Price: $79.99 (About £50)
The latest in Razer’s industry leading mouse range seeks to please gamers of both the right and left handed persuasion, while keeping things simple and the price reasonable. How does it fare?
The humble mouse might not be first thing one thinks of when they think ‘high end PC gaming’. Top of that particular list will probably sit graphics cards, Hex-Core CPUs, DDR3 Memory and Solid State Drives. Those serious about their shooters and passionate about their point and clicks’, will know that a good mouse can be all you need to give you that extra edge.
Enter Razer, the peripheral company that uses hard science and input from e-sports professionals to bring you the best of the best. “Why do I need a comparatively expensive gaming mouse?” I hear you ask, well, truth is, you don’t know what you’re missing until you’ve tried it. Jumping from your £10 mouse to something like the Razer Taipan will improve accuracy in shooters, give you more button options in MMO’s, add a layer of customisation that you never knew you needed and look totally awesome on your desktop. You probably already knew all that, and you are probably reading this review wondering what makes it stand out from the competition, and what makes it worth forking out for?
Top of this products hit list is the left handed gamer. The poor sod who has to make do with devices designed for right handed (read: normal) people day after day. Try putting your mouse in your left hand and having a scroll, not much fun, is it? Razer have designed the Taipan in a symmetrical fashion in an effort to please those who prefer the use of their right or left hand. The straight, symmetrical design feels comfortable in both the right and left hand, so much so that I put the Taipan in lefty mode (via the supplied Synapse 2.0 software, more on that later) and had a quick blast around the Wastelands of id’s RAGE. Of course I was just dreadful, and died repeatedly, but the Taipan felt comfortable in the hand all the while, and fared just the same in my trusty right hand.

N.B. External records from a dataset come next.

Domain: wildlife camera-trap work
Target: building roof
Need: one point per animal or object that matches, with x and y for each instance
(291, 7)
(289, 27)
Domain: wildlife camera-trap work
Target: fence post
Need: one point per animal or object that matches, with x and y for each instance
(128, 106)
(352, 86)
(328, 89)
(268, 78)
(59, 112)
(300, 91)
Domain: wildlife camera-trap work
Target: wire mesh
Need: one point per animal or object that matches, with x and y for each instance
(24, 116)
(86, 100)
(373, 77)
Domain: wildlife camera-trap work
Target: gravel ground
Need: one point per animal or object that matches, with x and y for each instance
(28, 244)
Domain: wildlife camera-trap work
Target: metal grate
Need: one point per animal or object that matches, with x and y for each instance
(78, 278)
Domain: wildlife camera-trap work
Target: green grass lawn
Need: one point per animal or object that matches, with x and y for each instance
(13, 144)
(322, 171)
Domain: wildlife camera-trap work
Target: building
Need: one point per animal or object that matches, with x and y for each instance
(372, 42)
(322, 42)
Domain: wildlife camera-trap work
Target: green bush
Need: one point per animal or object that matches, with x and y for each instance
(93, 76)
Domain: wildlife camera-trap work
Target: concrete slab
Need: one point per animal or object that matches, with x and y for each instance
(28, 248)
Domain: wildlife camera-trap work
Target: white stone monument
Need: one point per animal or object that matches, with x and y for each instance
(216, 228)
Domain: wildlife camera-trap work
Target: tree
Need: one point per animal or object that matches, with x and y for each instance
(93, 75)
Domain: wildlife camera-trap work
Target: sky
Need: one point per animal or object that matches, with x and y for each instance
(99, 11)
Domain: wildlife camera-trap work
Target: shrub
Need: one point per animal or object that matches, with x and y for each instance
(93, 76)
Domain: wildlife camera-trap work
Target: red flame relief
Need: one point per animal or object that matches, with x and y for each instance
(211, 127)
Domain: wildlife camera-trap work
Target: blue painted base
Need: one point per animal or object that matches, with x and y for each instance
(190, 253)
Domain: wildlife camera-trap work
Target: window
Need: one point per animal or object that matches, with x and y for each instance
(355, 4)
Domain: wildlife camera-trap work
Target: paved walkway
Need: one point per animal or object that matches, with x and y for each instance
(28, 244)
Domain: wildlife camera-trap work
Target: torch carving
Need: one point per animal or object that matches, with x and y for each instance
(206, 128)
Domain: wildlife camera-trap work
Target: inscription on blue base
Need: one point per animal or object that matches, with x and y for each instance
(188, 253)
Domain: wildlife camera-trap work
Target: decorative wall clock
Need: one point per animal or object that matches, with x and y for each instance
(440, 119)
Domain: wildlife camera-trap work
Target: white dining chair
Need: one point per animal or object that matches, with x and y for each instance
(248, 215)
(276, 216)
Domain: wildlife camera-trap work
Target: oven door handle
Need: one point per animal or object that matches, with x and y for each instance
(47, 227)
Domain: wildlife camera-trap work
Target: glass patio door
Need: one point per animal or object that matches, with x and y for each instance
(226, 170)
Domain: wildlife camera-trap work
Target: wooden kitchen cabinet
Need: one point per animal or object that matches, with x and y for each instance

The Taipan is a 9 button mouse, which is enough for an FPS but might leave MMO players feeling a little bit short. The four buttons that sit on the devices flanks will get the most use after the traditional left and right buttons, and these are perfectly accessible to whichever side of the mouse your thumb happens to sit, however the buttons on the opposite side are a little fiddly to press with any great haste or precision, since you have to use your little finger or ring finger, which aren’t the sharpest knives in the proverbial draw. You may want to assign these buttons to tasks used less frequently.
The primary buttons on the mouse’s top have a satisfying ‘click’ to them, responsive and not too easy to press, I’d say they were just about perfect. I’ve used Razer mice in the past that have had stiffer buttons that produced a louder clicking sound, something that became annoying after prolonged use, the Taipan, however, excels here.
Behind the glowing mouse wheel you will find two more buttons that are easily accessible with the index finger. These buttons come pre-programmed to adjust mouse sensitivity via the Synapse 2.0 software. A minimalist green bar graph appears stage right when you press either of the buttons, letting you know just how high or low you are on the sensitivity chart. This is a really nifty use of the two top buttons, one that I found really useful when exploring the streets of New York in Crysis 2. I found myself reducing sensitivity when looking down the scope of a sniper rifle and ramping it up when in a close up fire fight. If I had heard about this feature before using the Taipan I probably would have scoffed at the idea, but having used it myself I have to say it adds a fantastic level of instant, on the fly customisation to any gaming situation.
On the underside of the Taipan you will find not one but two sensors, one optical and the other laser. Razer call it the 4G Dual Sensor system, but whatever you call want to call it, the headline statistic is that it’s capable of registering 8200 dots per inch. Which, if you didn’t know, is massive and probably a bit unnecessary, but who doesn’t love a bit of techno gluttony, eh? The massive sensor range does lend itself to other technical aspects, and the Taipan is one of the most responsive mice Razer has produced, able to cope with 200 virtual inches per second with a 1 millisecond response rate.
The Taipan is designed to work with Razer’s Synapse 2.0 software. A driver/software combo that adds a level of customisation outside of the in-game stuff you might be used to. In Synapse, you are able to adjust acceleration, sensitivity in either axis, button configuration, mouse wheel sensitivity and illumination. You can also set up different preset profiles ready for when you switch from desktop to Counter Strike to Civilisation and back again. Everything you need, really.
Razer have built the Taipan from the ground up with lightness in mind, and it’s safe to say that they have succeeded. Coming from a wireless mouse packing a pair of AA batteries to the Taipan, well, it feels virtually weightless. This doesn’t come at the cost of solidity, however, as the Taipan feels as rock solid as the stealth fighter its looks seeks to replicate.
VERDICT: The Razer Taipan is a great bit of kit, achieving nearly all that it sets out to do. While it may be a little short on buttons in the minds of MMO players, especially considering the uneasy feeling that comes with two of the flanking buttons, it stands up as being a superb aid in your FPS endeavours. Comfortable in either hand and easy on the eye, the Razer Taipan is a highly recommendable gaming mouse for those willing to splash the cash on something truly top-tier.